Influence of Patient Characteristics on Antibiotic Use Rates Among Preterm Infants.

TitleInfluence of Patient Characteristics on Antibiotic Use Rates Among Preterm Infants.
Publication TypeJournal Article
Year of Publication2020
AuthorsFlannery DD, Mukhopadhyay S, Jensen EA, Gerber JS, Passarella MR, Dysart K, Aghai ZH, Greenspan J, Puopolo KM
JournalJ Pediatric Infect Dis Soc
Date Published2020 Mar 14
ISSN2048-7207
Abstract

BACKGROUND: The antibiotic use rate (AUR) has emerged as a potential metric for neonatal antibiotic use, but reported center-level AURs are limited by differences in case mix. The objective of this study was to identify patient characteristics associated with AUR among a large cohort of preterm infants.

METHODS: Retrospective observational study using the Optum Neonatal Database, including infants born from January 1, 2010 through November 30, 2016 with gestational age 23-34 weeks admitted to neonatal units across the United States. Exposures were patient-level characteristics including length of stay, gestational age, sex, race/ethnicity, bacterial sepsis, necrotizing enterocolitis, and survival status. The primary outcome was AUR, defined as days with ≥ 1 systemic antibiotic administered divided by length of stay. Descriptive statistics, univariable comparative analyses, and generalized linear models were utilized.

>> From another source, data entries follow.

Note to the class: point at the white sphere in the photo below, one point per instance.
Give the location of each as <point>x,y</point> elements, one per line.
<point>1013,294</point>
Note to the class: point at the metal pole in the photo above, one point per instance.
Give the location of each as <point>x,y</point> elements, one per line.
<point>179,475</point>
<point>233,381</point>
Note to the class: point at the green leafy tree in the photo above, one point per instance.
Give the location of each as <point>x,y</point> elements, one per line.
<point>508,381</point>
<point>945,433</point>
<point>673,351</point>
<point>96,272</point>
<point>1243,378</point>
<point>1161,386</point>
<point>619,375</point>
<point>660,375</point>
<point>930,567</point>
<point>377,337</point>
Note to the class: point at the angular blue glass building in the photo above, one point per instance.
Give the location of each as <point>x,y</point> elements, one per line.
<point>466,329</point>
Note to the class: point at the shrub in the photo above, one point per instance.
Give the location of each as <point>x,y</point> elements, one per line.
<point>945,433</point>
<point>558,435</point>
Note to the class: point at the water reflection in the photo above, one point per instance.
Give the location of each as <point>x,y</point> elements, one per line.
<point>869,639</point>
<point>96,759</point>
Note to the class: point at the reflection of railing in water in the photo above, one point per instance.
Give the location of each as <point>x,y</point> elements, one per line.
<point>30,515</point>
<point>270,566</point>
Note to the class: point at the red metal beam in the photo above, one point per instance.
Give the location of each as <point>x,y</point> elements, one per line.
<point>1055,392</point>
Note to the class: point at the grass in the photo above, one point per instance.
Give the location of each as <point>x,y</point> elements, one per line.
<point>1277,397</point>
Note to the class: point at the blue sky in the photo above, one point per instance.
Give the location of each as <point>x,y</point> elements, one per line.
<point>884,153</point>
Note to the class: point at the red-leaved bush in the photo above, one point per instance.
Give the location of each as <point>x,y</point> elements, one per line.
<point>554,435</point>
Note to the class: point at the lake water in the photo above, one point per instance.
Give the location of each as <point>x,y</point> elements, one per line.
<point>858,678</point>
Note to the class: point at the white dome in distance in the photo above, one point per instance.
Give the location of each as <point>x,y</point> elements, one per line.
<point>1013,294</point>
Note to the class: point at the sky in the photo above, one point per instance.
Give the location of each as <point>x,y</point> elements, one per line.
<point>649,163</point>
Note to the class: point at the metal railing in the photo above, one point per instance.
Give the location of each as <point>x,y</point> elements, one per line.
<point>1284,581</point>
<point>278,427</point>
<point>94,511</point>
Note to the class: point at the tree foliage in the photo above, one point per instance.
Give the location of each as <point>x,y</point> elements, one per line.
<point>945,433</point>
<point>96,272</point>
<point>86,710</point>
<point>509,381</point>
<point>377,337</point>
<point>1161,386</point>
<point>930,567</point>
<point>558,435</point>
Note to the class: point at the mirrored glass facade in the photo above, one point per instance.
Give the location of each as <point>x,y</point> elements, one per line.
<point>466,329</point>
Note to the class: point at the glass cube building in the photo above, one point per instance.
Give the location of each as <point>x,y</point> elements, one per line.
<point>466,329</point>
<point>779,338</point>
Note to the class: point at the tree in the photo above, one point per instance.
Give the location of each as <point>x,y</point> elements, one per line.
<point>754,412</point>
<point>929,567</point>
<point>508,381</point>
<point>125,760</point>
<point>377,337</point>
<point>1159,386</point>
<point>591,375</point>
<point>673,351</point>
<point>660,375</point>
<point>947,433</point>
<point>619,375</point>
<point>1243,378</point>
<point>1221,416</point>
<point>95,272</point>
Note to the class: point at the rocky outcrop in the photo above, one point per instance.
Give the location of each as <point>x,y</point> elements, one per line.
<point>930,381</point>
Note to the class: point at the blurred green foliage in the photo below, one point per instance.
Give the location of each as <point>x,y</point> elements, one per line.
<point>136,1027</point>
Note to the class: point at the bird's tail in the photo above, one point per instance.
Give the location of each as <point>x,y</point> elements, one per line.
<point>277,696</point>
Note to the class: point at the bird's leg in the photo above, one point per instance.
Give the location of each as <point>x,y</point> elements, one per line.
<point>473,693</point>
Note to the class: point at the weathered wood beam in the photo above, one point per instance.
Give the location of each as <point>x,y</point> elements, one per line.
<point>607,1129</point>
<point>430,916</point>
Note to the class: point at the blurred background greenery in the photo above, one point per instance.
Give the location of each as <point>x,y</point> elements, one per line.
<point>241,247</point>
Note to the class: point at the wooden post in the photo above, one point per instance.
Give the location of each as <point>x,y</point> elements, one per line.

RESULTS: Of 17 910 eligible infants, 17 836 infants (99.6%) from 1090 centers were included. Median gestation was 32.9 (interquartile range [IQR], 30.3-34) weeks. Median length of stay was 25 (IQR, 15-46) days and varied by gestation. Overall median AUR was 0.13 (IQR, 0-0.26) and decreased over time. Gestational age, sex, and race/ethnicity were independently associated with AUR (P < .01). AUR and gestational age had an unexpected inverse parabolic relationship, which persisted when only surviving infants without bacterial sepsis or necrotizing enterocolitis were analyzed.

CONCLUSIONS: Neonatal AURs are influenced by patient-level characteristics besides infection and survival status, including gestational age, sex, and race/ethnicity. Neonatal antibiotic use metrics that account for patient-level characteristics as well as morbidity case mix may allow for more accurate comparisons and better inform neonatal antibiotic stewardship efforts.